Pharmacokinetics of tranexamic acid during cardiopulmonary bypass.

Author information

1
Division of Cardiac Anesthesia and Intensive Care, Toronto General Hospital, University Health Network, University of Toronto, Toronto, Ontario, Canada.

Abstract

BACKGROUND:

Tranexamic acid (TA) reduces blood loss and blood transfusion during heart surgery with cardiopulmonary bypass (CPB). TA dosing has been empiric because only limited pharmacokinetic studies have been reported, and CPB effects have not been characterized. We hypothesized that many of the published TA dosing techniques would prove, with pharmacokinetic modeling and simulation, to yield unstable TA concentrations.

METHODS:

Thirty adult patients undergoing elective coronary artery bypass grafting, valve surgery, or repair of atrial septal defect received after induction of anesthesia: TA 50 mg/kg (n = 11), TA 100 mg/kg (n = 10), or TA 10 mg/kg (n = 10) over 15 min, with 1 mg x kg(-1) x hr(-1) maintenance infusion for 10 h.
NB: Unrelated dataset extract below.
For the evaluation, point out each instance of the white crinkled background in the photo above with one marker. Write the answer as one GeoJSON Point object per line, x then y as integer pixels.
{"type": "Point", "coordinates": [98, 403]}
TA was measured in plasma using high performance liquid chromatography. Pharmacokinetic modeling was accomplished using a mixed effects technique. Models of increasing complexity were compared using Schwarz-Bayesian Criterion (SBC).

RESULTS:

Tranexamic acid concentrations rapidly fell in all three groups. Data were well fit to a 2-compartment model, and adjustments for CPB were supported by SBC. Assuming a body weight of 80 kg, our model estimates V1 = 10.3 l before CPB and 11.9 l during and after CPB; V2 = 8.5 l before CPB and 9.8 l during and after CPB; Cl1 = 0.15 l/s before CPB, 0.11 l/s during CPB, and 0.17 l/s after CPB; and Cl2 = 0.18 l/s before CPB and 0.21 l/s during and after CPB. Based on simulation of previous studies of TA efficacy, we estimate that a 30-min loading dose of 12.5 mg/kg with a maintenance infusion of 6.5 mg x kg(-1) x hr(-1) and 1 mg/kg added to the pump prime will maintain TA concentration greater than 334 microm, and a higher dose based on 30 mg/kg loading dose plus 16 mg x kg(-1) x h(-1) continuous infusion and 2 mg/kg added to the pump prime would maintain TA concentrations greater than 800 microm.

CONCLUSIONS:

Tranexamic acid pharmacokinetics are influenced by CPB. Our TA pharmacokinetic model does not provide support for the wide range of TA dosing techniques that have been reported. Variation in TA efficacy from study to study and confusion about the optimal duration of TA treatment may be the result of dosing techniques that do not maintain stable, therapeutic TA concentrations.